December 15th is the day to make a cup of hot cocoa, turn on the Christmas tree lights (or whatever holiday you’re celebrating in December), and cuddle up with TCM as they celebrate holiday comedies – for the most part.  The fun starts at 9:15am when Janet Leigh can’t get rid of Robert Mitchum in Holiday Affair; at 11am, Cary Grant is an angel sent down to help a put-upon David Niven in The Bishop’s Wife; finally, Cary Grant and Katharine Hepburn take care of a leopard in Bringing Up Baby at 1pm.  If you want another reason to stay later, at 3pm Myrna Loy and William Powell debut Nick and Nora Charles in The Thin Man.

That’s what’s on TCM in December!


Kristen Lopez View All

A freelance film critic whose work fuels the Rotten Tomatoes meter. I've been published on The Hollywood Reporter, Remezcla, and The Daily Beast. I've been featured in the L.A. Times. I currently run two podcasts, Citizen Dame and Ticklish Business.

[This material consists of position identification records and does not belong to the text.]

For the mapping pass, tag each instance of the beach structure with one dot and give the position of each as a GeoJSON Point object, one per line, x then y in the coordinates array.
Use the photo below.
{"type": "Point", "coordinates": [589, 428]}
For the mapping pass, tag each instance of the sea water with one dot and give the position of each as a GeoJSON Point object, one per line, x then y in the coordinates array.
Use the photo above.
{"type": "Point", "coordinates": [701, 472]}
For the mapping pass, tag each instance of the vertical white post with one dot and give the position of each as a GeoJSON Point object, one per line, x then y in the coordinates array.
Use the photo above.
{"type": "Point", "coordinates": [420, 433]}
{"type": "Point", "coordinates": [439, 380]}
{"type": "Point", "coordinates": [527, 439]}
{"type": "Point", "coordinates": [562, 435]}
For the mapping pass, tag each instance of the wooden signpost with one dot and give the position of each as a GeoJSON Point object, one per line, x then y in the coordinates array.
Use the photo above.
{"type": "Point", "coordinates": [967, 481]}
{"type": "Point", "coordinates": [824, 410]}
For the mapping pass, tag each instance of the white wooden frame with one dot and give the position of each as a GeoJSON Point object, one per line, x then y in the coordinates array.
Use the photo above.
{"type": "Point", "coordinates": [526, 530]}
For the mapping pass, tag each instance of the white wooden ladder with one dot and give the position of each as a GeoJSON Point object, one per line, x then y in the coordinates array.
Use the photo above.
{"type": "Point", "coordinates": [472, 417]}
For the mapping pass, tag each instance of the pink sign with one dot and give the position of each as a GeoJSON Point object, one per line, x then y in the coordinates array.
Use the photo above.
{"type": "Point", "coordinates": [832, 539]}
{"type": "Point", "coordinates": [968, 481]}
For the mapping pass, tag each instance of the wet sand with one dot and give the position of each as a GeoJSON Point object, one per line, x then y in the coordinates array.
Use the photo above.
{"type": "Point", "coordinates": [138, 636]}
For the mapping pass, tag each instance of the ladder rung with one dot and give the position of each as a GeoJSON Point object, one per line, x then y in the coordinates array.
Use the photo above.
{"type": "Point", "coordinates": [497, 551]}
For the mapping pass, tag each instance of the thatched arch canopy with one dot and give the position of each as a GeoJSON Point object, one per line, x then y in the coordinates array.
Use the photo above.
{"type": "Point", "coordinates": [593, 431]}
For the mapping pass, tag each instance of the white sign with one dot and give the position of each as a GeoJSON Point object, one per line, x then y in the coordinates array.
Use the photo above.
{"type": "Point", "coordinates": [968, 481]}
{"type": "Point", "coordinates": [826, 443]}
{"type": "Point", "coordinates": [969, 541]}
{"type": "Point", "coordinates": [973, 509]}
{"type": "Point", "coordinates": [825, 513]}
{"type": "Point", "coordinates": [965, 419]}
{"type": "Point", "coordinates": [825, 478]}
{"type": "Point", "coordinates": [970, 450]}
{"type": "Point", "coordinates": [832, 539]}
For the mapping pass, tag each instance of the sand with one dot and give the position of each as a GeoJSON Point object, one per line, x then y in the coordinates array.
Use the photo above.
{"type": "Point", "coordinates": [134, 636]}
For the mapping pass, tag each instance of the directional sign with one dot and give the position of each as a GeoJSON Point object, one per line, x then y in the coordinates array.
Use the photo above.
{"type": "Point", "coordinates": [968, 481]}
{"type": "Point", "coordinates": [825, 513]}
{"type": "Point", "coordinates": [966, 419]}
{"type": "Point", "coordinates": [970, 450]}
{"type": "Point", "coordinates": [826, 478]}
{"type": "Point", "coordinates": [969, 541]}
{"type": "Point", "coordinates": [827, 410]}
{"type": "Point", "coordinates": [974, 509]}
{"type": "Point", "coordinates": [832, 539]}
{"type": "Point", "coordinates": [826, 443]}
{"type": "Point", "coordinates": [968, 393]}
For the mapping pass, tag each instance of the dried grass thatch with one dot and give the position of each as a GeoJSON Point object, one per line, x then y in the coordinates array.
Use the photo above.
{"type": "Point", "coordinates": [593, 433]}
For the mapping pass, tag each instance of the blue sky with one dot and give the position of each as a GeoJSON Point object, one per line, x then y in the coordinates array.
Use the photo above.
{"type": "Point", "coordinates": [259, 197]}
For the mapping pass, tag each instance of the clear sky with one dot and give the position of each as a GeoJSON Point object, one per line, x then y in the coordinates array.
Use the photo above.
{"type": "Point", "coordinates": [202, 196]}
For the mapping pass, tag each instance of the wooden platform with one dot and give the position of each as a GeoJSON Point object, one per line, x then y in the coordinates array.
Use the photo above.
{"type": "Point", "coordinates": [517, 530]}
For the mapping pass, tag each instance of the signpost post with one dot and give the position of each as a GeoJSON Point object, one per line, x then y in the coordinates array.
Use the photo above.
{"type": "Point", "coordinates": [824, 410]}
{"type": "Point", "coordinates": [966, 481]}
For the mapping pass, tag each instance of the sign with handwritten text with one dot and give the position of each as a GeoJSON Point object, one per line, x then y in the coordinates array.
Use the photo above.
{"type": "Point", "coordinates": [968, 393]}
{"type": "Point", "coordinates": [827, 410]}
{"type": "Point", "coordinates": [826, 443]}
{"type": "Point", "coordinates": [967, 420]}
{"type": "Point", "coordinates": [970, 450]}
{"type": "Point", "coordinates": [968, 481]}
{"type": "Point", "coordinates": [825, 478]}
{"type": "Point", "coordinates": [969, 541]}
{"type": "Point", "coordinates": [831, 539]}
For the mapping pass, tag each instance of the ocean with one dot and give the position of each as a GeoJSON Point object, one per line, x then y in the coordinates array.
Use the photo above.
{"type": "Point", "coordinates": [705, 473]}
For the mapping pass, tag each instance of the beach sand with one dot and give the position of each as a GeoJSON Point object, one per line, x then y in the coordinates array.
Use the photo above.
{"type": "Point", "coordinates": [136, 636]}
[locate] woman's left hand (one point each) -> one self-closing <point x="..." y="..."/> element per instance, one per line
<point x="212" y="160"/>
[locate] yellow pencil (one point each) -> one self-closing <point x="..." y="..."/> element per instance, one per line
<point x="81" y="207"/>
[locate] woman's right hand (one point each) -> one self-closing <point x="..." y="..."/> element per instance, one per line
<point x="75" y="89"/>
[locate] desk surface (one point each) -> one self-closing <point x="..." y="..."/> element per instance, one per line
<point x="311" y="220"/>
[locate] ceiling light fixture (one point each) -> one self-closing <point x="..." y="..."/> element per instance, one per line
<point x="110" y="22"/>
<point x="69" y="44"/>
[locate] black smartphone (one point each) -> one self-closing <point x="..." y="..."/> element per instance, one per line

5 thoughts on “The TCM Top Twelve for December 2013 Leave a comment

  1. Hi Kristen, I really enjoyed your list!

    I’ve found I’LL BE SEEING YOU to be a special film — the idea of Ginger having accidentally killed someone and being on furlough is odd but she totally sells the role, and the supporting cast of Temple, Spring Byington, and Tom Tully are all wonderful. Many wonderful little moments. I hope you enjoy it and would be interested to hear what you think after you catch it.

    Jacqueline wrote a nice piece on the movie at Another Old Movie Blog.

    Best wishes,

    • A quirky classic film is still something compared to how quirky can backfire in mainstream films. Thanks for sending me the link to Jacqueline’s piece, I loved it!

  2. Great choices this month! I’m a big fan of The Clock, which really deserves to be much better known than it is, and The Man Who Came to Dinner and Love Affair are both really great. I don’t know if you were just talking about the premise, but It Started with Eve is not somber at all! It’s a lot of fun, and I think one of Durbin’s best roles, so if this is your introduction to her, it’s a great one.

    • No, I was talking somber in terms of It Started with Eve airing during a night devoted to recently deceased celebrities (of which Durbin is one). Glad to know I picked some goodies!